The observational J-curve was statistically real but appears to have been largely an artifact: contaminated comparison groups, the healthy-drinker effect, and lifestyle confounders drove most of the association.[3] Mendelian randomization evidence in two large, independent settings with different population genetics reversed the apparent protective direction.[2][4] The full health burden of alcohol at any dose, accounting for cancer, liver disease, and injury, appears net positive rather than net negative at essentially any intake level.[1] No major health authority—WHO, the CDC, Health Canada, the UK Chief Medical Officers—currently recommends drinking for cardiovascular benefit. Canada's 2023 updated guidance adopted a "no safe amount" framework for cancer risk at the population level.

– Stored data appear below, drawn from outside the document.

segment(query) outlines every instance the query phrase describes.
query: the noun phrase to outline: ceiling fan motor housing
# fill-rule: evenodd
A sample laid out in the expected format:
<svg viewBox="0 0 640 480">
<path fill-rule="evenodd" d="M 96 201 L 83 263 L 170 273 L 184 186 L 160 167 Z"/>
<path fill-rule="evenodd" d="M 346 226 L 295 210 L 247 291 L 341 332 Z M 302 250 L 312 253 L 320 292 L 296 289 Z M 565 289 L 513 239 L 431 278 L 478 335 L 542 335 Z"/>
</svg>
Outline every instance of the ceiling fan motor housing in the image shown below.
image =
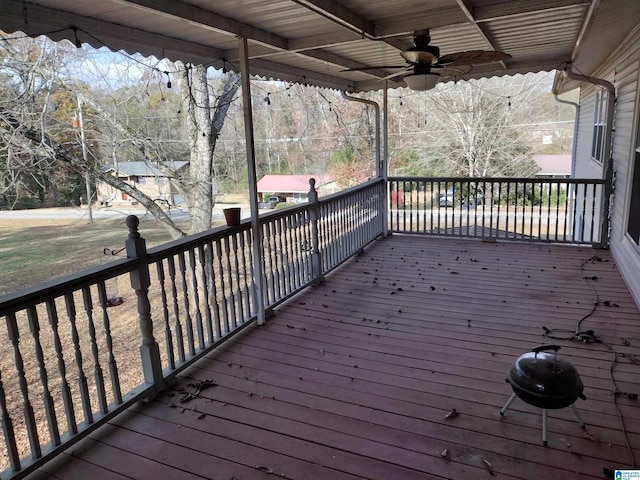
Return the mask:
<svg viewBox="0 0 640 480">
<path fill-rule="evenodd" d="M 430 42 L 431 35 L 429 35 L 429 30 L 419 30 L 413 37 L 415 47 L 410 48 L 409 51 L 428 52 L 434 56 L 433 63 L 436 63 L 440 57 L 440 48 L 435 45 L 429 45 Z"/>
</svg>

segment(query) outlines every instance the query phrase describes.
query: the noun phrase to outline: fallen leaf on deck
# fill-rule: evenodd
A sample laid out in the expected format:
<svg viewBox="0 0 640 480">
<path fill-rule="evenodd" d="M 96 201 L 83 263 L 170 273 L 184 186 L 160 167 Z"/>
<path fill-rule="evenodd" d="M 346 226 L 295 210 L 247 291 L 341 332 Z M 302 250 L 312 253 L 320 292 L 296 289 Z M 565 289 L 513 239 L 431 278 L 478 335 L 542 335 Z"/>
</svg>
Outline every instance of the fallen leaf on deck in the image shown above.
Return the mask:
<svg viewBox="0 0 640 480">
<path fill-rule="evenodd" d="M 591 440 L 591 441 L 594 441 L 594 442 L 599 442 L 600 441 L 598 436 L 596 434 L 594 434 L 594 433 L 591 433 L 591 432 L 583 432 L 582 436 L 584 438 L 586 438 L 587 440 Z"/>
<path fill-rule="evenodd" d="M 482 463 L 484 463 L 484 466 L 487 467 L 487 470 L 489 470 L 489 473 L 491 475 L 495 475 L 493 471 L 493 465 L 491 465 L 491 462 L 489 462 L 489 460 L 487 460 L 486 458 L 483 458 Z"/>
<path fill-rule="evenodd" d="M 452 408 L 450 412 L 448 412 L 444 418 L 449 419 L 449 418 L 455 418 L 459 415 L 458 411 L 455 408 Z"/>
</svg>

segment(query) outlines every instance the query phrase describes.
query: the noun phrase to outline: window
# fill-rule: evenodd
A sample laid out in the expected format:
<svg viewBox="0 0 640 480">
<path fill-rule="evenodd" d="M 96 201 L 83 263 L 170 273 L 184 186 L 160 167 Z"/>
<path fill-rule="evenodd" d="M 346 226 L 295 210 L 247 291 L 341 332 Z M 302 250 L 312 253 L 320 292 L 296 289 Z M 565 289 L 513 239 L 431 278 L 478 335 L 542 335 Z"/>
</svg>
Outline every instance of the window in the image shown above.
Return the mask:
<svg viewBox="0 0 640 480">
<path fill-rule="evenodd" d="M 595 114 L 593 118 L 593 145 L 591 146 L 591 158 L 603 163 L 607 160 L 607 110 L 609 104 L 609 92 L 604 88 L 596 89 Z"/>
</svg>

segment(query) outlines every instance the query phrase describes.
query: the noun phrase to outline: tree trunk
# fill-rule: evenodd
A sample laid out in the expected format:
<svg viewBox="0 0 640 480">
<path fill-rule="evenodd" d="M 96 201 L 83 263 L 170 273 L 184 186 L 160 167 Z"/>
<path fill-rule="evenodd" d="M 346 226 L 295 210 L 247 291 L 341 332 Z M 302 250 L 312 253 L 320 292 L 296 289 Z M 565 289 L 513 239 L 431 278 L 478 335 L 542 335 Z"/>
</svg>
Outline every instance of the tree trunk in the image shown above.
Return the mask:
<svg viewBox="0 0 640 480">
<path fill-rule="evenodd" d="M 184 179 L 191 226 L 189 233 L 211 228 L 217 186 L 213 172 L 213 152 L 229 105 L 238 90 L 237 75 L 228 75 L 222 95 L 212 115 L 207 69 L 203 65 L 182 69 L 182 98 L 190 141 L 188 178 Z"/>
</svg>

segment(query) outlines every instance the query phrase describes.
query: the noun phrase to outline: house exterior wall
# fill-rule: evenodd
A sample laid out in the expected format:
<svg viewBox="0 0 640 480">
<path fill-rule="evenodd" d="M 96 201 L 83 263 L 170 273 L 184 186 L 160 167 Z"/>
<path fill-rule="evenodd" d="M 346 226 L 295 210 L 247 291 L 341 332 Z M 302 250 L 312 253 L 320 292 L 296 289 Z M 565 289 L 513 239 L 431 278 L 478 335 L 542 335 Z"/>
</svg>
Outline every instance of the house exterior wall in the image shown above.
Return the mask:
<svg viewBox="0 0 640 480">
<path fill-rule="evenodd" d="M 592 76 L 611 82 L 616 90 L 612 137 L 615 183 L 611 205 L 610 248 L 620 273 L 636 303 L 640 305 L 640 247 L 626 233 L 632 167 L 636 145 L 640 143 L 637 139 L 640 116 L 640 25 Z M 578 178 L 604 175 L 604 166 L 591 158 L 596 88 L 587 83 L 581 87 L 575 171 Z"/>
<path fill-rule="evenodd" d="M 174 198 L 176 196 L 176 189 L 174 188 L 172 183 L 165 177 L 121 177 L 120 180 L 137 188 L 153 200 L 166 200 L 170 205 L 174 205 L 176 203 Z M 127 195 L 123 195 L 121 191 L 115 189 L 105 182 L 98 182 L 96 185 L 96 189 L 97 201 L 99 203 L 108 202 L 112 205 L 122 205 L 135 202 L 133 198 Z"/>
</svg>

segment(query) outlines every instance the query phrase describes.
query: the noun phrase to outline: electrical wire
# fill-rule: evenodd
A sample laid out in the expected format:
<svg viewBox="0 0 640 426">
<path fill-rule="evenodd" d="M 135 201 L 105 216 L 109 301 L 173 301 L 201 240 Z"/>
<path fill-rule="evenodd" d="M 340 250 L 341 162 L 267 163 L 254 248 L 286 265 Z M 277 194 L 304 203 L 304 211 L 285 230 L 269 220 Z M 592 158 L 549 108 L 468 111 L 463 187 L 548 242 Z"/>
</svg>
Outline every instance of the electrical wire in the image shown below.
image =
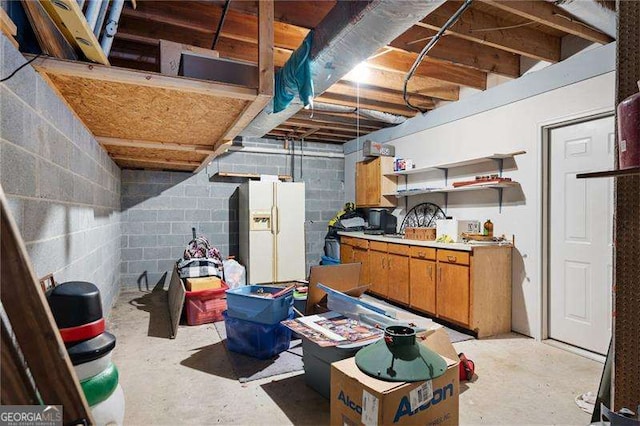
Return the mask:
<svg viewBox="0 0 640 426">
<path fill-rule="evenodd" d="M 0 83 L 4 83 L 5 81 L 9 80 L 11 77 L 13 77 L 14 75 L 16 75 L 16 73 L 18 71 L 20 71 L 22 68 L 26 67 L 27 65 L 29 65 L 31 62 L 35 61 L 36 59 L 38 59 L 40 56 L 42 56 L 42 53 L 38 53 L 36 56 L 34 56 L 33 58 L 29 59 L 27 62 L 25 62 L 24 64 L 20 65 L 18 68 L 16 68 L 11 74 L 9 74 L 7 77 L 0 79 Z"/>
<path fill-rule="evenodd" d="M 538 23 L 539 22 L 536 22 L 536 21 L 529 21 L 529 22 L 524 22 L 522 24 L 508 25 L 506 27 L 470 29 L 469 32 L 470 33 L 484 33 L 484 32 L 489 32 L 489 31 L 512 30 L 514 28 L 528 27 L 529 25 L 538 24 Z"/>
<path fill-rule="evenodd" d="M 473 2 L 473 0 L 465 0 L 465 2 L 462 4 L 462 6 L 460 6 L 460 8 L 456 11 L 456 13 L 451 15 L 451 17 L 442 26 L 442 28 L 440 28 L 440 30 L 436 33 L 436 35 L 433 36 L 433 38 L 429 41 L 429 43 L 427 43 L 427 45 L 424 47 L 424 49 L 422 49 L 422 51 L 420 52 L 420 54 L 416 58 L 416 61 L 413 63 L 413 65 L 409 69 L 409 72 L 407 72 L 407 75 L 405 75 L 405 77 L 404 77 L 404 87 L 402 89 L 402 97 L 404 99 L 404 103 L 409 108 L 411 108 L 412 110 L 418 111 L 418 112 L 423 113 L 423 114 L 425 112 L 427 112 L 427 110 L 422 109 L 422 108 L 420 108 L 418 106 L 415 106 L 409 101 L 409 93 L 407 91 L 407 86 L 409 84 L 409 80 L 411 79 L 411 77 L 413 77 L 413 74 L 415 74 L 416 70 L 418 69 L 418 65 L 420 65 L 420 63 L 422 62 L 424 57 L 427 56 L 427 53 L 429 53 L 431 48 L 433 48 L 433 46 L 436 45 L 436 43 L 438 42 L 438 40 L 440 40 L 440 38 L 445 33 L 445 31 L 447 31 L 453 24 L 456 23 L 456 21 L 458 20 L 458 18 L 460 18 L 462 13 L 464 13 L 464 11 L 467 10 L 467 8 L 469 6 L 471 6 L 472 2 Z"/>
</svg>

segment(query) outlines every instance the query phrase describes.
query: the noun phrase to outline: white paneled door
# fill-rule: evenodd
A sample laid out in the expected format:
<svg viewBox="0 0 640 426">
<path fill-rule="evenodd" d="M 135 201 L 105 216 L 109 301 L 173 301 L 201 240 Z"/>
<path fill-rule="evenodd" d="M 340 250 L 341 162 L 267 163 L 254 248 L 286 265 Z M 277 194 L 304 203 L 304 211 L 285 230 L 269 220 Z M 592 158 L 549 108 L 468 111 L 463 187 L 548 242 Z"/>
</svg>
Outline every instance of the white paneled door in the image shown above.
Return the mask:
<svg viewBox="0 0 640 426">
<path fill-rule="evenodd" d="M 551 130 L 549 338 L 605 354 L 611 337 L 614 119 Z"/>
</svg>

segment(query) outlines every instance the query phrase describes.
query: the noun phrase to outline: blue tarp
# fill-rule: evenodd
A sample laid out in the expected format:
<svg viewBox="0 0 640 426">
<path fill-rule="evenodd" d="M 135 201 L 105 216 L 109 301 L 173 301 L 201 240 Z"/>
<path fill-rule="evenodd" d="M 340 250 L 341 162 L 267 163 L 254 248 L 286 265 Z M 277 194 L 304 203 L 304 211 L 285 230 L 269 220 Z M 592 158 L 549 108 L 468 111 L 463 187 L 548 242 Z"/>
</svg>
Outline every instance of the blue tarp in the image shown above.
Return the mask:
<svg viewBox="0 0 640 426">
<path fill-rule="evenodd" d="M 313 100 L 313 81 L 311 81 L 311 38 L 309 32 L 302 45 L 291 54 L 289 60 L 275 75 L 275 94 L 273 96 L 273 112 L 283 111 L 296 93 L 304 106 Z"/>
</svg>

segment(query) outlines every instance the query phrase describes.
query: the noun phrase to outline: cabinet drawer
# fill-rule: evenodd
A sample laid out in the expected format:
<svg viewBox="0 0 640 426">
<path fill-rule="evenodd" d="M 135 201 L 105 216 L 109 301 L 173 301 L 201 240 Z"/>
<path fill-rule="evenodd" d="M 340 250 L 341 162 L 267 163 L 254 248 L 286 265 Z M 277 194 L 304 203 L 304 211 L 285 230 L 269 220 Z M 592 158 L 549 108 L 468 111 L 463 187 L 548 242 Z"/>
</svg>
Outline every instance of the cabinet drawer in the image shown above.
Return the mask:
<svg viewBox="0 0 640 426">
<path fill-rule="evenodd" d="M 411 257 L 416 259 L 435 260 L 436 249 L 431 247 L 411 246 Z"/>
<path fill-rule="evenodd" d="M 405 244 L 389 244 L 387 250 L 389 253 L 409 256 L 409 246 Z"/>
<path fill-rule="evenodd" d="M 381 243 L 380 241 L 369 241 L 369 248 L 375 251 L 387 251 L 387 243 Z"/>
<path fill-rule="evenodd" d="M 344 244 L 346 246 L 354 245 L 355 241 L 356 239 L 353 237 L 340 237 L 340 244 Z"/>
<path fill-rule="evenodd" d="M 469 264 L 469 253 L 456 250 L 438 250 L 438 262 L 457 263 L 458 265 Z"/>
<path fill-rule="evenodd" d="M 354 238 L 351 245 L 354 247 L 358 247 L 366 250 L 369 248 L 369 240 L 363 240 L 362 238 Z"/>
</svg>

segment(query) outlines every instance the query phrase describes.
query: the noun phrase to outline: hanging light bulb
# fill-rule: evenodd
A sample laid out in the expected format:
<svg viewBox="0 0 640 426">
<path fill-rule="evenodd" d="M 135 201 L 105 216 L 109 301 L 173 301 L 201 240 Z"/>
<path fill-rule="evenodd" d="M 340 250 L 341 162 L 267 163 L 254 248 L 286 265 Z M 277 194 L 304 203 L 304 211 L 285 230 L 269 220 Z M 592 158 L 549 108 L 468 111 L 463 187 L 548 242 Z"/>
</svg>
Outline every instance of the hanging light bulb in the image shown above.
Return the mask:
<svg viewBox="0 0 640 426">
<path fill-rule="evenodd" d="M 354 69 L 348 74 L 348 79 L 357 83 L 366 83 L 369 79 L 369 66 L 366 62 L 360 62 Z"/>
</svg>

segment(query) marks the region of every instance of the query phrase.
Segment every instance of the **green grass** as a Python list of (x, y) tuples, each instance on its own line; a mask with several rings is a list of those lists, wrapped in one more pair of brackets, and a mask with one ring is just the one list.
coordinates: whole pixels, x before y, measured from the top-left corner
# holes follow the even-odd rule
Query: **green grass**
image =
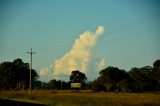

What the evidence cannot yet resolve with certainty is the magnitude of risk at very low doses for individuals with otherwise excellent cardiovascular profiles. A person drinking one glass of wine three or four times per week alongside a diet high in vegetables, regular exercise, and no smoking is probably not at acute risk. But the epidemiological case that this pattern actively reduces cardiovascular risk—relative to not drinking—has not survived the methodological scrutiny of the past decade.
The cardioprotection that generations of light drinkers were told they were receiving was a number that moved when the measuring instruments improved. What remains once the sick quitters are removed, the genetic instruments are applied, and the cancer and injury burden is added back is a flat-to-slightly-positive risk slope, not a J.
Sources
- GBD 2016 Alcohol Collaborators, "Alcohol use and burden for 195 countries and territories, 1990–2016: a systematic analysis for the Global Burden of Disease Study 2016." Lancet, 2018.
- Holmes MV et al., "Association between alcohol and cardiovascular disease: Mendelian randomisation analysis based on individual participant data." BMJ, 2014.
- Naimi TS et al., "Selection biases in observational studies affect associations between 'moderate' alcohol consumption and mortality." Addiction, 2017.
- Millwood IY et al., "Conventional and genetic evidence on alcohol and vascular disease aetiology: a prospective study of 500 000 men and women in China." Lancet, 2019.